The following post by Mateo Jarrin was published on 01 December on http://www.taxlinked.net  and can be viewed in full here

Every October, the World Bank releases its Ease of Doing Business Index, which reports on “the regulations that enhance business activity and those that constrain it” for 190 economies, both big and small.

More specifically, this index takes a closer look at regulations impacting eleven specific areas and how these affect how easy it is to conduct business in a country.

These areas are: 1) starting a business; 2) dealing with construction permits; 3) getting electricity; 4) registering property; 5) getting credit; 6) protecting minority investors; 7) paying taxes; 8) trading across borders; 9) enforcing contracts; 10) resolving insolvency, and; 11) labor market regulation.

The Top 20 Countries to Do Business In

As you can appreciate from the table below, New Zealand topped the Ease of Doing Business Index’s 15th edition thanks to its high ranking in how easy it is to start a business, register a property, receive credit and protect minority investors in the country.

World Bank’s 2018 Ease of Doing Business Index

Source: Ease of Doing Business Index database

Singapore, Denmark, South Korea, Hong Kong, the United States, the United Kingdom, Norway and Georgia round out the top 10, with Denmark topping the charts for handling construction permits and trading across borders and South Korea doing the same for enforcing contracts.

Easy and difficult places to do business

Source: Ease of Doing Business Index database

Other Interesting Findings of the 2018 Ease of Doing Business Index

Some of the report’s main findings include:

  • According to the report, “119 of the 190 economies measured by Doing Business 2018 enacted at least one business regulation reform in 2016/17. Of these, 79.8% implemented at least one reform for a second consecutive year and 64.7% for a third.”
  • Furthermore, “Georgia, with a ranking of 9, has implemented the highest number of business regulation reforms since the launch of Doing Business in 2003—a total of 47,” while “FYR Macedonia has carried out the second highest number of reforms among the top 20” with 41.
  • Europe and Central Asia are the regions that lead “with the highest share of economies implementing at least one reform—79% of economies in the region have implemented at least one business regulatory reform, followed by South Asia and Sub-Saharan Africa.”
  • More specifically, countries like “Brunei Darussalam, Thailand, Malawi, Kosovo, India, Uzbekistan, Zambia, Nigeria, Djibouti and El Salvador were the most improved economies in 2016/17 in areas tracked by Doing Business,” setting forth “53 regulatory reforms making it easier to do business.”
  • These top movers “implemented the most regulatory reforms in the area of getting credit (eight reforms), starting a business, dealing with construction permits and paying taxes (seven reforms in each area).”
  • India, for example, made it into the top 100 for the first time after having ranked 130 in the past edition.
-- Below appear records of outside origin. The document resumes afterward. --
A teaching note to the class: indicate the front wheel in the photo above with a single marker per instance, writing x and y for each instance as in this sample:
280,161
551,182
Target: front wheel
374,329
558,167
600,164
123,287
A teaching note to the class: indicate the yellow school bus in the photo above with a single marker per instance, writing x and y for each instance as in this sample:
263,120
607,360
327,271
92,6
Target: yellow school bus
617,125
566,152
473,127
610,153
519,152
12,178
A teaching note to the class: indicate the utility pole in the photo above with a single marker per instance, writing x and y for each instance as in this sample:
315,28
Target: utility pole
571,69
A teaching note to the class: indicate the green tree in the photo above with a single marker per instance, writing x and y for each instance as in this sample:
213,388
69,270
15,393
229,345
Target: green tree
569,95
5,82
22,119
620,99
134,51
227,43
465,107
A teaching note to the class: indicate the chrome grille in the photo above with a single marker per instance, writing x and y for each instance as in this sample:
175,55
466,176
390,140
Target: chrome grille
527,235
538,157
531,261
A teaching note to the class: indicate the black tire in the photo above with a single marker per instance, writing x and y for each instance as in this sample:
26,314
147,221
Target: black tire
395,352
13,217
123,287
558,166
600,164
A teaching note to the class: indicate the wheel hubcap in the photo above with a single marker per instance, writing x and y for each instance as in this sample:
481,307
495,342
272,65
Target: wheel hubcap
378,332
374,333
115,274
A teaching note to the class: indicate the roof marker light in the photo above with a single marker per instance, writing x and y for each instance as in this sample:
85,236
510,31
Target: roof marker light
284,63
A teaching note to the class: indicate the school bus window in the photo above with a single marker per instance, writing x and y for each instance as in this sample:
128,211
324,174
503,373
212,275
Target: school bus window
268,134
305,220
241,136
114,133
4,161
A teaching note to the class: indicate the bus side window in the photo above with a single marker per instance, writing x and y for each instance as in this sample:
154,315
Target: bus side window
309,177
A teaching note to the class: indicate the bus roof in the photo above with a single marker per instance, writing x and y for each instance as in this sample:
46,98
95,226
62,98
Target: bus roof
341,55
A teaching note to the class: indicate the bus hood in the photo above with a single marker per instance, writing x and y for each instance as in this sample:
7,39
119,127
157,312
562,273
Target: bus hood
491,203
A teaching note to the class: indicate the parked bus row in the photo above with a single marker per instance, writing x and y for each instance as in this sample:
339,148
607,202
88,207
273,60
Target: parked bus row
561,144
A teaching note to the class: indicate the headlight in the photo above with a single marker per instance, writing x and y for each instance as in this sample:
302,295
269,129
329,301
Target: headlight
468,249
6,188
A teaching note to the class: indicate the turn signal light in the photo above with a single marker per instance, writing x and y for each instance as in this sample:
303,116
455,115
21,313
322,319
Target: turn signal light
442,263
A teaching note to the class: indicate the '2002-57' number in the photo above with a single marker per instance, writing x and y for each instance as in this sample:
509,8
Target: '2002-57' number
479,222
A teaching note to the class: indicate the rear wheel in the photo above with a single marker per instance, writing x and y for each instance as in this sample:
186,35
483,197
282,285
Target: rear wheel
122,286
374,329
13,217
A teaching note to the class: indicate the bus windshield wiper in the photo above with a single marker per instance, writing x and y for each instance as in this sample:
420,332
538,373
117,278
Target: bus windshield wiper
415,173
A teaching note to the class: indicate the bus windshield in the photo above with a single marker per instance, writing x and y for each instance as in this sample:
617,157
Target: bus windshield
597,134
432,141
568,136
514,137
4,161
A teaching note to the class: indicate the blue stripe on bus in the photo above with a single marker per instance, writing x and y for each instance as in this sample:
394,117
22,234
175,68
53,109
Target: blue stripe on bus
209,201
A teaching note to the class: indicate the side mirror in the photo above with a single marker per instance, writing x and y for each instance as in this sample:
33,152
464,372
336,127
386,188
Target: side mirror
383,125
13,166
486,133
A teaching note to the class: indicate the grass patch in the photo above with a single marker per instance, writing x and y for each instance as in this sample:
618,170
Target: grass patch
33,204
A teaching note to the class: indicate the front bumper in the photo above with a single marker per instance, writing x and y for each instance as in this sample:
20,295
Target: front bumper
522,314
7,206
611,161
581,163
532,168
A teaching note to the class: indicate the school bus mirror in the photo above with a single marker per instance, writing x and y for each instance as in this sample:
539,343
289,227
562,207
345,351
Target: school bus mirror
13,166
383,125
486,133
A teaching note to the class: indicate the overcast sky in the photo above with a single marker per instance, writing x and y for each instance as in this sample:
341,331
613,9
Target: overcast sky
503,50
India ranks fourth in terms of protecting minority investors and getting electricity in Delhi, for instance, has dropped from 138 days to 45. According to Annette Dixon, the World Bank’s VP for the South Asian region, “Having embarked on a strong reform agenda to improve the business environment, the significant jump this year is a result of the Indian government’s consistent efforts over the past few years. It indicates India’s endeavor to further strengthen its position as a preferred place to do business globally.”

What does your country need to do to make it an easier place to do business in and move up the World Bank’s rankings?